When to Use / When Not
| Scenario | Use | Avoid |
|---|---|---|
| Cleaning a large LLM training corpus before tokenization | ✅ | |
| Removing syndicated or mirrored near-duplicate web pages | ✅ | |
| Deduplicating a handful of files you can eyeball manually | ❌ | |
| Terabyte-scale datasets needing distributed processing | ✅ | |
| Finding documents with the same meaning but different words | ❌ | |
| Deduplicating structured database rows (use a database instead) | ❌ |
Common Misconception
Myth: Deduplication is a safe, lossless cleanup step — more aggressive deduplication always produces a better dataset.

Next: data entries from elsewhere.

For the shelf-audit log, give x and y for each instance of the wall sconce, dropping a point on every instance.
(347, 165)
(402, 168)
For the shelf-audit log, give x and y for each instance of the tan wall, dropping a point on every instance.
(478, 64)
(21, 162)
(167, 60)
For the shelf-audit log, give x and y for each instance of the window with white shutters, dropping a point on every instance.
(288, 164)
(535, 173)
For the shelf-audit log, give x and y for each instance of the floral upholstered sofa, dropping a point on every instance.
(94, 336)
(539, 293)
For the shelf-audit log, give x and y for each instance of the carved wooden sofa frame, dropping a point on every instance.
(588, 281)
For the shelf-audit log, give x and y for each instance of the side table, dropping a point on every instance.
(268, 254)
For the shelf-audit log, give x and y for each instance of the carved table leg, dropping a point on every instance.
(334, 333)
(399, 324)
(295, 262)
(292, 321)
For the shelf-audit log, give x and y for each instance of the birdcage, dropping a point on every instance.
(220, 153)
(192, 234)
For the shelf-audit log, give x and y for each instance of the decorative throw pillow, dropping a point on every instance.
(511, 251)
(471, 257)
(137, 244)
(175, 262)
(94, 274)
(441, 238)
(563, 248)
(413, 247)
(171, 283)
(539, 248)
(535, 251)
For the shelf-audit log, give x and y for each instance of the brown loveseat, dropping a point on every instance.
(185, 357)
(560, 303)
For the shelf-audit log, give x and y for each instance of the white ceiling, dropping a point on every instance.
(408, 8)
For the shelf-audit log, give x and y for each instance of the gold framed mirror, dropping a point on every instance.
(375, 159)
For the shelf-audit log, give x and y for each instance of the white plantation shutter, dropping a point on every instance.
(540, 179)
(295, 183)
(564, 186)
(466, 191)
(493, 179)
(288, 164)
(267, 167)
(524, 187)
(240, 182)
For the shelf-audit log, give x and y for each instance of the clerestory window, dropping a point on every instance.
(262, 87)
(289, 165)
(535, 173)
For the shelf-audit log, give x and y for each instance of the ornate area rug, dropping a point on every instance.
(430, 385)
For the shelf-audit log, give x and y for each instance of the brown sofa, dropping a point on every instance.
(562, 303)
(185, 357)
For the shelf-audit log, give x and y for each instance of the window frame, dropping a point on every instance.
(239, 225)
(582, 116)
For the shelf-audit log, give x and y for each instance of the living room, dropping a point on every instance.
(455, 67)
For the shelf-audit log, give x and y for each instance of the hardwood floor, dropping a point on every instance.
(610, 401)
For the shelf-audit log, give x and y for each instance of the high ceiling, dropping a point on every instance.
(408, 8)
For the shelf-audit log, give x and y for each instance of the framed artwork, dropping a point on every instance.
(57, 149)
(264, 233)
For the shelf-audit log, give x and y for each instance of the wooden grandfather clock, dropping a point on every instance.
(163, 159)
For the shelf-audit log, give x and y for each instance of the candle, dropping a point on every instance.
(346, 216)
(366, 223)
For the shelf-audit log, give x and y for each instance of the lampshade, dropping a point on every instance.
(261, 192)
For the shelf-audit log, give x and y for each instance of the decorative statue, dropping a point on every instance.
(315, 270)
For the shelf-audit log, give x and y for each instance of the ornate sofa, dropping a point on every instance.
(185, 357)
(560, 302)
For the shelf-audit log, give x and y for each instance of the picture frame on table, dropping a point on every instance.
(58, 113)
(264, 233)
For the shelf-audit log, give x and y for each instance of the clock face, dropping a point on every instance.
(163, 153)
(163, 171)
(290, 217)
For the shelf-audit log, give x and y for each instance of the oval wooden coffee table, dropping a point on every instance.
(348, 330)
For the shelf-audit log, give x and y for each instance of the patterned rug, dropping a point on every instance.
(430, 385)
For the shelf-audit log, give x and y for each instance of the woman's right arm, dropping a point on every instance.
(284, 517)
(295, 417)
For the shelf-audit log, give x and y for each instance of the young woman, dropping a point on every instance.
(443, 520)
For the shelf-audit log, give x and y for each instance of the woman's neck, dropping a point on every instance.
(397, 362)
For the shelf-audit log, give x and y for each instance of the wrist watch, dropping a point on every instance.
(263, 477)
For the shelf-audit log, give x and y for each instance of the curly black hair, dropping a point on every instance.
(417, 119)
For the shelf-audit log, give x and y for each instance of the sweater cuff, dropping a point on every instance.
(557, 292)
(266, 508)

Reality: Every deduplication pass makes a judgment call about what counts as “the same,” and that call has costs. Too aggressive a threshold treats distinct documents that share boilerplate or a common format as duplicates and deletes them, shrinking the diversity the model learns from. Text Dedup gives you the methods and the threshold control, but it can’t decide for you where useful repetition ends and harmful redundancy begins.
One Sentence to Remember
Text Dedup is the practical toolbox for removing duplicate text from training data — the value isn’t in running it but in tuning its threshold so you cut redundancy without cutting diversity.
FAQ
Q: What’s the difference between Text Dedup and just removing exact duplicate lines?
A: Removing exact duplicates only catches byte-for-byte copies. Text Dedup also finds near-duplicates — documents that are mostly the same with small edits — using methods like MinHash, which a simple line-matching script cannot detect.

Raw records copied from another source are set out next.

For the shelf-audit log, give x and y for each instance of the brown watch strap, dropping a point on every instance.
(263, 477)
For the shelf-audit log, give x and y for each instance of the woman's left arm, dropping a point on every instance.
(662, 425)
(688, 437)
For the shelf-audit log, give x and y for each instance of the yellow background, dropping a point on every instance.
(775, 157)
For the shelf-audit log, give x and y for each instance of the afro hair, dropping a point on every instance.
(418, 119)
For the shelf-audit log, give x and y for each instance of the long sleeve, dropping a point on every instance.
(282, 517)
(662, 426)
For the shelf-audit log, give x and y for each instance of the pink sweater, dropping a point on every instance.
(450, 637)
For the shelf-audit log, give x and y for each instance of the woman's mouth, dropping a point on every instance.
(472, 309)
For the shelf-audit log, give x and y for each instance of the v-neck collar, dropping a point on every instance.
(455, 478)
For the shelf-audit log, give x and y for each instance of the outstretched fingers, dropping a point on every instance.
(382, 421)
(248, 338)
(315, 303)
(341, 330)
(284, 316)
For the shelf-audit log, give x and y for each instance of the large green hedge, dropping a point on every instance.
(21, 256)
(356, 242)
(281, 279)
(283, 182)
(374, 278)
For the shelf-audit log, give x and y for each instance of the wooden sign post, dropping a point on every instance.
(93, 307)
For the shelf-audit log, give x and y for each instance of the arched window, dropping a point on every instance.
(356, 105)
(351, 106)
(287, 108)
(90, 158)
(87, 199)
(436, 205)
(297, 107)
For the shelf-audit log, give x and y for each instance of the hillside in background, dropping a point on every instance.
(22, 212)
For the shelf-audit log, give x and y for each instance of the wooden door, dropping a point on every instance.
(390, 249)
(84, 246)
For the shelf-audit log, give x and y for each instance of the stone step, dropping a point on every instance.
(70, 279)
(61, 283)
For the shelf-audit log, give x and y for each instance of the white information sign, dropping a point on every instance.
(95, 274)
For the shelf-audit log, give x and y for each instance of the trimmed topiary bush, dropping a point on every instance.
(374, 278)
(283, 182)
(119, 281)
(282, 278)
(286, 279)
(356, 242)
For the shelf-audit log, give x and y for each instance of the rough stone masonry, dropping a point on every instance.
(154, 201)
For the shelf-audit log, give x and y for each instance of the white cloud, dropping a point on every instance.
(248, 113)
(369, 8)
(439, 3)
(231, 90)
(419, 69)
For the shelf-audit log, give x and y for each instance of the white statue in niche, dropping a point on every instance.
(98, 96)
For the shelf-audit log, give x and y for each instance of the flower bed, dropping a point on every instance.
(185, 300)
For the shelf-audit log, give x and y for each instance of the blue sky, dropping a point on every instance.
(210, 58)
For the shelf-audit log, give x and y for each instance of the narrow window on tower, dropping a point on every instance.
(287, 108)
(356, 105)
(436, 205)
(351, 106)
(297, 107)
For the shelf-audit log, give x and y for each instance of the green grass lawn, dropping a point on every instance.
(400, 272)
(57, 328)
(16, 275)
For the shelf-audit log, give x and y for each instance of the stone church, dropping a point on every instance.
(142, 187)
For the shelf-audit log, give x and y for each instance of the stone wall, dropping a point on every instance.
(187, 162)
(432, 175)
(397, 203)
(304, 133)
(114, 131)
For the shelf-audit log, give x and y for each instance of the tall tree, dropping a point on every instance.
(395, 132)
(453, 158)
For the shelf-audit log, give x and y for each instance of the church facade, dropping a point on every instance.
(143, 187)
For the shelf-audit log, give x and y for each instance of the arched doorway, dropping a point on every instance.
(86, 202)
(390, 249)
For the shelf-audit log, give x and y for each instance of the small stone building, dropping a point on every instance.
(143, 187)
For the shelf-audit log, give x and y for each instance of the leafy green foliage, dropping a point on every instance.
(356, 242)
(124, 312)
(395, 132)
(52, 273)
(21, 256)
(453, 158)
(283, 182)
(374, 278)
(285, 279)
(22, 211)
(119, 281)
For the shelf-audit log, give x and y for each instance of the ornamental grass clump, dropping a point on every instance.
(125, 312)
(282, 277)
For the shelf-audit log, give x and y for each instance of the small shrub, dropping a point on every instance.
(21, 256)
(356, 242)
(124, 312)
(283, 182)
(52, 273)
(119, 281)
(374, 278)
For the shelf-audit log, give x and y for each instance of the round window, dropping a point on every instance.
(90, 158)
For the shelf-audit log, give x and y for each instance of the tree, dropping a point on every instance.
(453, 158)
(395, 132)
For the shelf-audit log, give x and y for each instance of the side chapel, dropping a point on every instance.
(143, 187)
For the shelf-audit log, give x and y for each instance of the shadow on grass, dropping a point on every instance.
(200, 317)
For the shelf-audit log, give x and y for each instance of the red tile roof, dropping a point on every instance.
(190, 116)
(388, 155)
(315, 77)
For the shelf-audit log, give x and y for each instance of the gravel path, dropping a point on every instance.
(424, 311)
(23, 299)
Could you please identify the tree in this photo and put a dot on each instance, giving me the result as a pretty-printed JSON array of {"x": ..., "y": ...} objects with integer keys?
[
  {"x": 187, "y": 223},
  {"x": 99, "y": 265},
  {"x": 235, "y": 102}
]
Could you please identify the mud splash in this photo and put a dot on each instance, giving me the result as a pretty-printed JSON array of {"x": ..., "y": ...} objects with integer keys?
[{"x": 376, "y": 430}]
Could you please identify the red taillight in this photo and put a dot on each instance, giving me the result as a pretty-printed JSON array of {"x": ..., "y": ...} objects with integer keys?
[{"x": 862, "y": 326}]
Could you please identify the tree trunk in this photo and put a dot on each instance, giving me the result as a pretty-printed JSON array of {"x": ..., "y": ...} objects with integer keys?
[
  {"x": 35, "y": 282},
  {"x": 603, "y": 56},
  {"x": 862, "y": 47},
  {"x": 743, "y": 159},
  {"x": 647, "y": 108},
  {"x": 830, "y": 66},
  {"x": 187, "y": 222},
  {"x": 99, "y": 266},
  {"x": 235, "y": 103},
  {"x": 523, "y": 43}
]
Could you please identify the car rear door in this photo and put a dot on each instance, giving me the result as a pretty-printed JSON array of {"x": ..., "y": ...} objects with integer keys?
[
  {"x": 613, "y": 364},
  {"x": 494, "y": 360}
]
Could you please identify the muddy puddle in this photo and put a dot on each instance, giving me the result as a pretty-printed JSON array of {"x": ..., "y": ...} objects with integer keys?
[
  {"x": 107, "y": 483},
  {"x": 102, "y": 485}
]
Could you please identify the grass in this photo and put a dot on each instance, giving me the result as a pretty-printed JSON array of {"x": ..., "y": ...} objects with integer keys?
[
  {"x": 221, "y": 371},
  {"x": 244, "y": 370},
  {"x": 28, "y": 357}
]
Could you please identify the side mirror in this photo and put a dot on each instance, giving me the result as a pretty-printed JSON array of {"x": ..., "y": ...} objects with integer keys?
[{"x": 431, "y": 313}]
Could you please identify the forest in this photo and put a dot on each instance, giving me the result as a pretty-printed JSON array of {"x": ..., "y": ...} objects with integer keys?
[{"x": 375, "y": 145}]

Q: Which deduplication method should I start with?
A: Most teams start with MinHash plus LSH for near-duplicate documents, the most common form of dataset bloat. Use a suffix array for exact repeated passages, or a bloom filter for memory-efficient exact whole-document matching.

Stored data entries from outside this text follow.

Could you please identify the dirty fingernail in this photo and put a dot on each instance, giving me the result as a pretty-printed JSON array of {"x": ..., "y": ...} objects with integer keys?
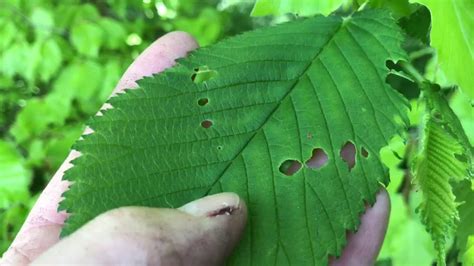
[{"x": 214, "y": 205}]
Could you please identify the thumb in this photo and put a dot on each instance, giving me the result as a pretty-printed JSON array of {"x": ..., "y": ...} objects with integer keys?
[{"x": 202, "y": 232}]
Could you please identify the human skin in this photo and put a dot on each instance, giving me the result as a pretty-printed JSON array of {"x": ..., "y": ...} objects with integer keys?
[{"x": 202, "y": 232}]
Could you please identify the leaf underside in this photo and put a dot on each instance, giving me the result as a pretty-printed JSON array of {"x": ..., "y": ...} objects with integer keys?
[
  {"x": 445, "y": 160},
  {"x": 276, "y": 94}
]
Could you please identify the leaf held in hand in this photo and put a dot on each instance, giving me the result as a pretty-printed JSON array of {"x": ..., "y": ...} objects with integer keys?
[{"x": 276, "y": 94}]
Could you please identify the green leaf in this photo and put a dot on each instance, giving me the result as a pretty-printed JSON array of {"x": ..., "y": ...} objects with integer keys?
[
  {"x": 406, "y": 241},
  {"x": 87, "y": 37},
  {"x": 42, "y": 21},
  {"x": 278, "y": 94},
  {"x": 464, "y": 110},
  {"x": 445, "y": 157},
  {"x": 468, "y": 256},
  {"x": 14, "y": 176},
  {"x": 37, "y": 115},
  {"x": 452, "y": 35},
  {"x": 7, "y": 31},
  {"x": 115, "y": 32},
  {"x": 464, "y": 192},
  {"x": 51, "y": 59},
  {"x": 300, "y": 7}
]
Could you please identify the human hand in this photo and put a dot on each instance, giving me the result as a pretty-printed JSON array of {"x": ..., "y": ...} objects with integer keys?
[{"x": 202, "y": 232}]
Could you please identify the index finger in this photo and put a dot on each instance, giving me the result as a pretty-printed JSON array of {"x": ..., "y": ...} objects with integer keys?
[{"x": 43, "y": 224}]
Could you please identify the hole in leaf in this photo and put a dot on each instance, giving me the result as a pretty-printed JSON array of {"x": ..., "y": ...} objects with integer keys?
[
  {"x": 318, "y": 159},
  {"x": 364, "y": 152},
  {"x": 203, "y": 74},
  {"x": 206, "y": 123},
  {"x": 290, "y": 167},
  {"x": 348, "y": 154},
  {"x": 203, "y": 101}
]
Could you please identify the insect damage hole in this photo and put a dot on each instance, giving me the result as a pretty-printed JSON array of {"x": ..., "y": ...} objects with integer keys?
[
  {"x": 318, "y": 159},
  {"x": 364, "y": 152},
  {"x": 206, "y": 123},
  {"x": 203, "y": 101},
  {"x": 348, "y": 154},
  {"x": 290, "y": 167},
  {"x": 202, "y": 74}
]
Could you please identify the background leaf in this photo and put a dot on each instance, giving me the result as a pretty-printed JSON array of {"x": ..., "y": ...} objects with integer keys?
[
  {"x": 452, "y": 35},
  {"x": 299, "y": 7}
]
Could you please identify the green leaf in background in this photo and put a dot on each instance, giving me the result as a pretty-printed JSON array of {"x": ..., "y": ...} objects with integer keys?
[
  {"x": 87, "y": 37},
  {"x": 300, "y": 7},
  {"x": 445, "y": 158},
  {"x": 43, "y": 22},
  {"x": 464, "y": 192},
  {"x": 115, "y": 32},
  {"x": 468, "y": 256},
  {"x": 51, "y": 59},
  {"x": 452, "y": 35},
  {"x": 37, "y": 115},
  {"x": 278, "y": 94},
  {"x": 14, "y": 177},
  {"x": 406, "y": 242},
  {"x": 7, "y": 31},
  {"x": 464, "y": 110}
]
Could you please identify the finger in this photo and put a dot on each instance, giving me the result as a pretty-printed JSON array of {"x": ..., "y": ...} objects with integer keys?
[
  {"x": 203, "y": 232},
  {"x": 363, "y": 246},
  {"x": 43, "y": 224}
]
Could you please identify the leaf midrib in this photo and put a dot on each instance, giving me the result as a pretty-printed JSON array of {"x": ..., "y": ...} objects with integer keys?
[{"x": 343, "y": 22}]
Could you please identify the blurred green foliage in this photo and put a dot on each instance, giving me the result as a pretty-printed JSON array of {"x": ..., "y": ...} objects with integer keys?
[{"x": 59, "y": 62}]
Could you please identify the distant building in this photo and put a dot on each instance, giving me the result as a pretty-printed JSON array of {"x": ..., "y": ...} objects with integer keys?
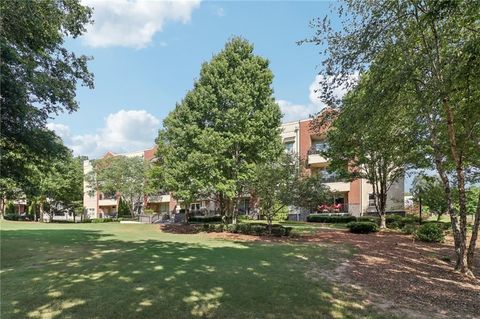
[{"x": 354, "y": 197}]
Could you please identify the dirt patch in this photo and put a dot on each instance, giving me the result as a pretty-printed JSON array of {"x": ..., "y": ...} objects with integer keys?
[
  {"x": 410, "y": 278},
  {"x": 397, "y": 274}
]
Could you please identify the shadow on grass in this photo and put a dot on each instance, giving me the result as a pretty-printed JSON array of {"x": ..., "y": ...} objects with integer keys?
[{"x": 86, "y": 274}]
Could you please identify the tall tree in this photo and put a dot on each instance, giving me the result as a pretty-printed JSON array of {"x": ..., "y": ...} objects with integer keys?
[
  {"x": 429, "y": 53},
  {"x": 275, "y": 185},
  {"x": 226, "y": 125},
  {"x": 370, "y": 143},
  {"x": 429, "y": 189},
  {"x": 122, "y": 176},
  {"x": 38, "y": 79}
]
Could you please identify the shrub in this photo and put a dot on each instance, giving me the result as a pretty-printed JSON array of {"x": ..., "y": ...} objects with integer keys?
[
  {"x": 371, "y": 219},
  {"x": 321, "y": 218},
  {"x": 205, "y": 219},
  {"x": 11, "y": 216},
  {"x": 410, "y": 228},
  {"x": 248, "y": 229},
  {"x": 430, "y": 232},
  {"x": 442, "y": 225},
  {"x": 10, "y": 208},
  {"x": 102, "y": 220},
  {"x": 362, "y": 227}
]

Q: Can Text Dedup find documents that mean the same thing but use different words?
A: No. Text Dedup compares text surface features, not meaning, so a reworded passage may slip through. Catching same-meaning duplicates requires semantic deduplication, which compares embedding vectors rather than text overlap.
Sources
- text-dedup: ChenghaoMou/text-dedup repository - Source repository documenting the available methods and Spark implementation.
- text-dedup PyPI: text-dedup PyPI package page - Package page listing the current release and license.
Expert Takes
Deduplication is not deletion. It is a similarity judgment encoded as a threshold. MinHash estimates document overlap without comparing every pair, which is what makes web-scale cleaning feasible at all. The interesting question is not whether two documents match, but how much overlap you decide counts as the same — that boundary is a modeling choice, not a fact the data hands you.
Treat deduplication as a configured, reproducible stage, not an ad-hoc script. The TOML-driven setup means a run is a file you can version, review, and rerun against the same threshold. The failure most teams hit is silent: a too-tight threshold deletes distinct content that merely shares boilerplate. Build a sample-and-inspect check into the pipeline before you trust a full pass.
Clean training data is becoming a real competitive line, and tooling like this turns corpus hygiene from a research chore into a repeatable step. The teams that win aren’t the ones with the most data — they’re the ones who know what to throw away. Deduplication is where that discipline starts, and open-source tooling means it’s table stakes now, not an edge.
Every threshold decides what disappears from a model’s view of the world. Set it carelessly and you strip out minority phrasings, rare dialects, and long-tail documents that happen to share a template with something common. Who audits that loss? The tool reports how many documents it removed, but not whose voice was in them. Efficiency and erasure can look identical in a log file.